The deployment of mobile robotic systems to carry out in-house transportation tasks is a key element to improve efficiency in the logistics of Industry 5.0-inspired smart factories. However, the standard requirements of logistics schemes such as flexibility, reconfigurability, reusability, scalability or energy-efficiency, pose a number of challenging open –from the optimality side– control problems to be addressed. Essentially, the main issues to by faced are related to scheduling or dispatching, which encompasses task assignment and empty vehicle balancing, and routing. This is to be done under well-defined optimization criteria and taking into account the specific features of the Automated Guided Vehicle (AGV) fleet, both static (size, load), kinematic (velocity, acceleration), and technical (holonomicity, autonomy, sensing and interconnection capabilities). Additional constraints have to do with the degree of heterogeneity of the fleet, and the level of interaction with human operators. Most of the solutions reported so far consider centralized control strategies, where a central unit makes decisions relying on global information of the whole system. However, depending on the number of units the communication overhead might have a negative impact on performance, while the control complexity often results in NP-hard computational problems. A promising alternative that is gaining an increasing interest in the specialized literature comes from distributed control systems. Decision-making algorithms based on local information require less individual computational power and are more robust to disturbances, while its intrinsic modular structure offers excellent flexibility and scalability properties. The thematic area of this thesis proposal falls within the traffic management of AGV fleets in in-house facilities using distributed control approaches.
Multi-agent systems are at the core of the decentralized approaches to tackle the task assignment problem in conventional environments. The cooperation capabilities via intercommunication allow them to pursue for collective targets that encompass both individual goals and global behaviors. These features are exploited by the so-called market-based algorithms, in which assignments come through an auction based on certain criteria. Such auctions may occur either for neighboring units of the loading station or within all the fleet, and AGVs may bid to different station offers.
Empty vehicle balancing deals with the managing of idle vehicles, including the assignment of AGVs to battery charging stations. Intuitively, parking/charging stations and vehicles should be appropriately balanced between different zones so as to minimize response times. Circulatory loop positioning or even random motion through the warehouse of idle AGVs are also alternatives for short response times, but it also shortens individual intercharge times. Some works also include this operation within the task assignment routines.
Routing or path planning is an essential computation to be taken into account at the task assignment stage. Modern route planning strategies work on a dynamic basis, i.e. taking into account the current state of the network to avoid congestions, and assign routes using consensus-based approaches between AGV neighbors that minimize the global execution time of a set of tasks. Once the route is selected, route execution algorithms are in charge of operationally driving the AGV to its destination avoiding collisions and deadlock situations. A key difference is also on the existence of specific moving lanes; when not, the AGVs are classified as free ranging vehicles, which offer better space utilization and flexibility at the cost of algorithm complexity.
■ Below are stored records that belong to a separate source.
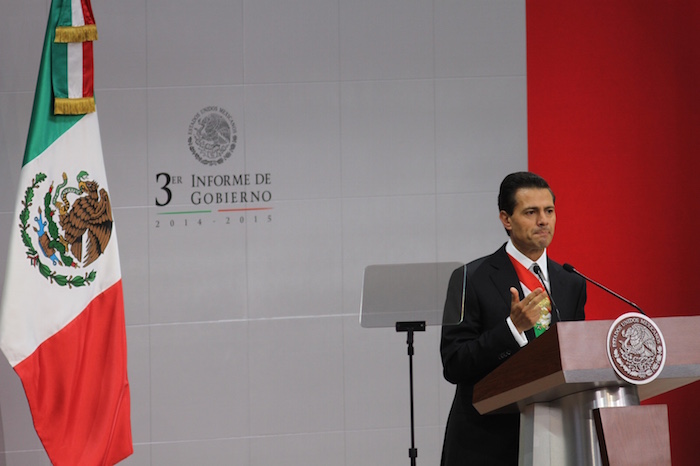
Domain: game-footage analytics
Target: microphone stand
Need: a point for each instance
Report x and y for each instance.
(409, 328)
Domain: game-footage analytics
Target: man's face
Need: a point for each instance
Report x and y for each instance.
(531, 226)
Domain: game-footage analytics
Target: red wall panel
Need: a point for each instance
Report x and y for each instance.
(614, 125)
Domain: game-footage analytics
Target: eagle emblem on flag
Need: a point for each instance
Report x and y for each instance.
(72, 227)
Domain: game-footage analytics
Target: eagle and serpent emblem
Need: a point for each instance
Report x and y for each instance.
(72, 229)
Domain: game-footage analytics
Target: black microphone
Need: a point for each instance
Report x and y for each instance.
(570, 268)
(538, 271)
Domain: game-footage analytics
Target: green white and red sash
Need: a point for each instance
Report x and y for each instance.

Despite the current advances in the area, further research is needed on the integration of scheduling and route planning processes, which are often analyzed separately, as it is a key element in distributed strategies. An appropriate balancing of the level of decentralization in distributed decision-making processes is also desirable, as a reduction of the amount of non-local information managed entails less computational and communication power effort and, at the same time, improves robustness, flexibility, and scalability. Moreover, market-based strategies in task assignment could be ameliorated with local optimization algorithms and take into account side constrains including space, time, capacity, battery level… Another important point is the development of strategies dealing with the simultaneous scheduling of multiple types of materials and heterogeneous AGV fleets, i.e. where different AGV models coexist. Route execution processes would benefit of allowing AGVs to eventually leave moving lanes in order to better sort out collision-avoidance and deadlock situations. As for deadlock prevention, low rule-based strategies require less computational effort. Finally, the ability of algorithms to work in mixed scenarios, with different control paradigms, is also a challenging task.
The thesis will be focused on the development of distributed control strategies for the traffic management of AGV-based in-house transportation systems encompassing:
• the task scheduling and route planning of the fleet in an integrated fashion and with a high level of decentralization,
• the route execution of individual AGVs during operation in potentially mixed scenarios with improved collision avoidance and deadlock properties.